The tool spreads fake credentials called honeytokens into the system’s memory. They mimic domain administrator’s login credentials. The real ones would naturally be a very desirable target – a lot of hacking incidents have happened precisely because hackers got their hands on these credentials. Network admins usually use domain administration accounts to access computers in the network. However, some hacking tools like Mimikatz can later pry the login details out of the memory. And with these in hand, hackers can completely take over a network and inflict huge losses on the targeted company.

Honeypot or a honeytoken? Where's the difference?

A method that is getting more and more popular when fighting against hackers – the so-called honeypots. These are fake systems that are supposed to lure an attacker – they might not have a patch for a widespread vulnerability, for instance. They look tempting from the outside, but don’t actually contain anything of value. A system like this can help uncover an attack and it also helps by slowing the attackers down. While they’re trying to overcome its defences, they’re leaving the actually valuable systems alone. This gives the administrators more time to come up with a counter-move or to actually notice an attack in the first place. Honeytokens, on the other hand, work on a principle that is a bit different. Instead of simulating a whole system, it gives the attacker fake login credentials and monitors their access and further uses.

Thanks to DCEPT, hackers steal only fake credentials that are worthless and also monitored by a system designed to catch attackers. When they try to access the tokens in the memory, the monitoring system will see the attempt and will notify the administrators. Even this could prove invaluable to many companies – studies have shown that some firms notice a hacking attack only after several days have passed. And some data breaches take more than a year to get noticed.

When a hacker later tries to actually use the stolen honeytoken to get administration access, he’s spotted as soon as some of his first login packets hit the servers.
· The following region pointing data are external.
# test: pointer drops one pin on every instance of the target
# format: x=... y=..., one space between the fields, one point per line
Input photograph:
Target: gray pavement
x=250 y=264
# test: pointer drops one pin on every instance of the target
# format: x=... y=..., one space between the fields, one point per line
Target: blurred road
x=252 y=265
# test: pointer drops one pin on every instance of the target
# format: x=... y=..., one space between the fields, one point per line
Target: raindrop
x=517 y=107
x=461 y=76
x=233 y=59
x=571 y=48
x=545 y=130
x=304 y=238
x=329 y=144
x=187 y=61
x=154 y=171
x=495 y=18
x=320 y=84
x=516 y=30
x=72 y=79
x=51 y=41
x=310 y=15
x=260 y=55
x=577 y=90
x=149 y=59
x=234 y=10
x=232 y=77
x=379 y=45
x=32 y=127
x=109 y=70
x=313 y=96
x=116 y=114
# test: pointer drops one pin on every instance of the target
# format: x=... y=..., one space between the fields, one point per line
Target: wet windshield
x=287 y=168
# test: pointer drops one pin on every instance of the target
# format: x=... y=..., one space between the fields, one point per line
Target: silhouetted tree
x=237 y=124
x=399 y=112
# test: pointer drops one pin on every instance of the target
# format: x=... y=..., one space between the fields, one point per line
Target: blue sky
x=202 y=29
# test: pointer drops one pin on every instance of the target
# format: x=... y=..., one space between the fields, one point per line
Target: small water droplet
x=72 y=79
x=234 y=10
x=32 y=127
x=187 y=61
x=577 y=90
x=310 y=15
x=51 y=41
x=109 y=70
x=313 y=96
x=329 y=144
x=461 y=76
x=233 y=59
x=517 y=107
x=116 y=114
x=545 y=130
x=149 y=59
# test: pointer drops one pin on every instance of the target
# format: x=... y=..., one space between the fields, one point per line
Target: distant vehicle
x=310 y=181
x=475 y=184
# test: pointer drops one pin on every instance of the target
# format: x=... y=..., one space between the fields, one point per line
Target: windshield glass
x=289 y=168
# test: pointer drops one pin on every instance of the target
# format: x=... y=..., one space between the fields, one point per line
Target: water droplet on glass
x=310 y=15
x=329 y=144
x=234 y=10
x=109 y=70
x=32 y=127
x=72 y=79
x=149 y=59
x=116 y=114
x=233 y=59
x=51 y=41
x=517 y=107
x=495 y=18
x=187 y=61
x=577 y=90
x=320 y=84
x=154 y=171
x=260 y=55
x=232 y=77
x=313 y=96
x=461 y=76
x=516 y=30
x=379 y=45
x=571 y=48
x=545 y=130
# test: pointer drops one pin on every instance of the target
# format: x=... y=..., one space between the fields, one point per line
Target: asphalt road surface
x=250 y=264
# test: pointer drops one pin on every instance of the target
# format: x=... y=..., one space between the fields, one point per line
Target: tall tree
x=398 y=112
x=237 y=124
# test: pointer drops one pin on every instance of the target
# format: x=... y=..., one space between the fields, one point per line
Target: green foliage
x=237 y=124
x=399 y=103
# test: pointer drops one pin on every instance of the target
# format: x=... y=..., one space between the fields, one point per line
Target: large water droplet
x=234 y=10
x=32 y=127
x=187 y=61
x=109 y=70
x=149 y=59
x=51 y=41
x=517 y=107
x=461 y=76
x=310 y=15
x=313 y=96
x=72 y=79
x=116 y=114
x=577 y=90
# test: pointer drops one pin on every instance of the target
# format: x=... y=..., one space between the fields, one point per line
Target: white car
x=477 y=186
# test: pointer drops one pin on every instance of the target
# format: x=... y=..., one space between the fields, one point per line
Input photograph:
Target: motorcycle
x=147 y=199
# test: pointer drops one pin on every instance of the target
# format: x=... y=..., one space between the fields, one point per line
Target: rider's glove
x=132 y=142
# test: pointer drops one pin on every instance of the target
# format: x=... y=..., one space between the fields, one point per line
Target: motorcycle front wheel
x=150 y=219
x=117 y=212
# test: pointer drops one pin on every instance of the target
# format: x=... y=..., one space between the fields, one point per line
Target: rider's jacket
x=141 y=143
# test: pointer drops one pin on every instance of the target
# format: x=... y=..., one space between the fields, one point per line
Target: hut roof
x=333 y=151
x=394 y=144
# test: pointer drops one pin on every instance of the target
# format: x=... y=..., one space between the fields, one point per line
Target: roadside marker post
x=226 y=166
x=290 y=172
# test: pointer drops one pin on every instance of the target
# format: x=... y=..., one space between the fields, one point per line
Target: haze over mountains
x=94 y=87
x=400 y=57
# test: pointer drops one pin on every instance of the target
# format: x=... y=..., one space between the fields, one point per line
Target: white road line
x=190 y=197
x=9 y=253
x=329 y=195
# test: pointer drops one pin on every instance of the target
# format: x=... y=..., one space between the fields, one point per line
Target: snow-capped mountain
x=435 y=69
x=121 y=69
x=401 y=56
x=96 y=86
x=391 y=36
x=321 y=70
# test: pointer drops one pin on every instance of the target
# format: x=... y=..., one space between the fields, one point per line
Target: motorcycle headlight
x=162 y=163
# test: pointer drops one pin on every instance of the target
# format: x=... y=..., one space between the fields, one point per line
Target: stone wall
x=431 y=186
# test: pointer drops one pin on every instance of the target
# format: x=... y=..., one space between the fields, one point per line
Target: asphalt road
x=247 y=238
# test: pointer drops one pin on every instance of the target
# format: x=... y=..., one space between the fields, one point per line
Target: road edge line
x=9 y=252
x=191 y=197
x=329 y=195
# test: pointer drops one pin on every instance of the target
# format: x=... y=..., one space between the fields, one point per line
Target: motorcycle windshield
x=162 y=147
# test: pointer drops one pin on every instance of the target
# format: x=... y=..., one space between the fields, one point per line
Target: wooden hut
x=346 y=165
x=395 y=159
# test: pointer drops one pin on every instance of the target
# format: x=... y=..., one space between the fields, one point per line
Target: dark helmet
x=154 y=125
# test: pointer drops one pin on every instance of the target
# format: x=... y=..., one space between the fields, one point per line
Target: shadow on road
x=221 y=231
“The DCEPT is an interesting concept that will allow a better credentials theft detection in Windows networks” – CTO of Master Internet Martin Žídek

The smart people who came up with this new tool are James Bettke, a researcher in Dell’s SecureWorks team and their malware research director Joe Stewart. They decided to make DCEPT free for everyone. “We wrote a component caching fake credentials… and a second one that looks for their use on the network. We thought: ‘Why not release this as open source?’” Bettke said.
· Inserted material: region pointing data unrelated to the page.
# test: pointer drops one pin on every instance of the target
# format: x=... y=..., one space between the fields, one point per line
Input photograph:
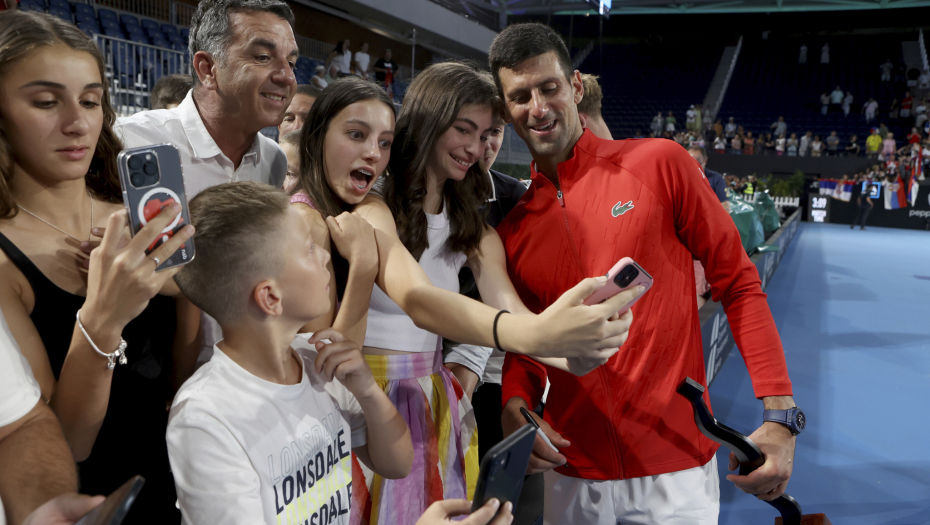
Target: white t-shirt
x=19 y=390
x=363 y=60
x=204 y=163
x=246 y=451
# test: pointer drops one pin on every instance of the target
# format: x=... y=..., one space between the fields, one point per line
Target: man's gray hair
x=211 y=31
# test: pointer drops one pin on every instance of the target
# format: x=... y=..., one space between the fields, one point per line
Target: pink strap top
x=302 y=197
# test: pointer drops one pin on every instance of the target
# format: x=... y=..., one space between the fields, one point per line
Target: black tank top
x=132 y=438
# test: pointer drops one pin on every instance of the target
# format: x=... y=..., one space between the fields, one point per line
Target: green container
x=747 y=222
x=768 y=215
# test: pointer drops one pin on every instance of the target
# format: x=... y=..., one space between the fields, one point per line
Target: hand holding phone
x=504 y=467
x=624 y=275
x=152 y=179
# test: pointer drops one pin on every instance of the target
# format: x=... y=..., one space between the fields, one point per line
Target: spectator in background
x=833 y=144
x=720 y=144
x=170 y=90
x=847 y=103
x=792 y=146
x=340 y=57
x=865 y=204
x=318 y=80
x=780 y=143
x=731 y=128
x=873 y=143
x=691 y=122
x=805 y=143
x=869 y=109
x=386 y=72
x=332 y=74
x=852 y=148
x=769 y=144
x=290 y=143
x=886 y=68
x=737 y=145
x=298 y=109
x=589 y=109
x=362 y=61
x=906 y=104
x=658 y=124
x=888 y=146
x=670 y=122
x=836 y=99
x=920 y=114
x=923 y=84
x=779 y=127
x=816 y=147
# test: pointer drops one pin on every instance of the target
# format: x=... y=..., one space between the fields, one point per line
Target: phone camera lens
x=626 y=276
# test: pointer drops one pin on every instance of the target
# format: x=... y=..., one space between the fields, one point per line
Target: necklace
x=59 y=229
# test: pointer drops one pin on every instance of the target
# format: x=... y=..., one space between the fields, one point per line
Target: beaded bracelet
x=118 y=354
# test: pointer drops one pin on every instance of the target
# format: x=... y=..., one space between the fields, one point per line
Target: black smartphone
x=151 y=178
x=114 y=509
x=503 y=469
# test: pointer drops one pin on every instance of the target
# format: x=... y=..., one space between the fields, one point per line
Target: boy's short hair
x=591 y=103
x=521 y=42
x=291 y=137
x=170 y=89
x=239 y=241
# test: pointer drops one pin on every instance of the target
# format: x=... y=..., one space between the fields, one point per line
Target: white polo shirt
x=19 y=390
x=204 y=163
The tool is now freely available on GitHub, a website for sharing source code. Its authors say that the code can be changed to even use different forms of tokens and detection, like ones for database entries or email addresses. As of now, DCEPT consists of three parts: an agent for placing the fake login details into memory, a generation server creating the fake passwords and a sniffer that looks for their use across the network.

If this method takes off and works as their authors promise, it could soon prove to be an invaluable tool for many administrators worldwide.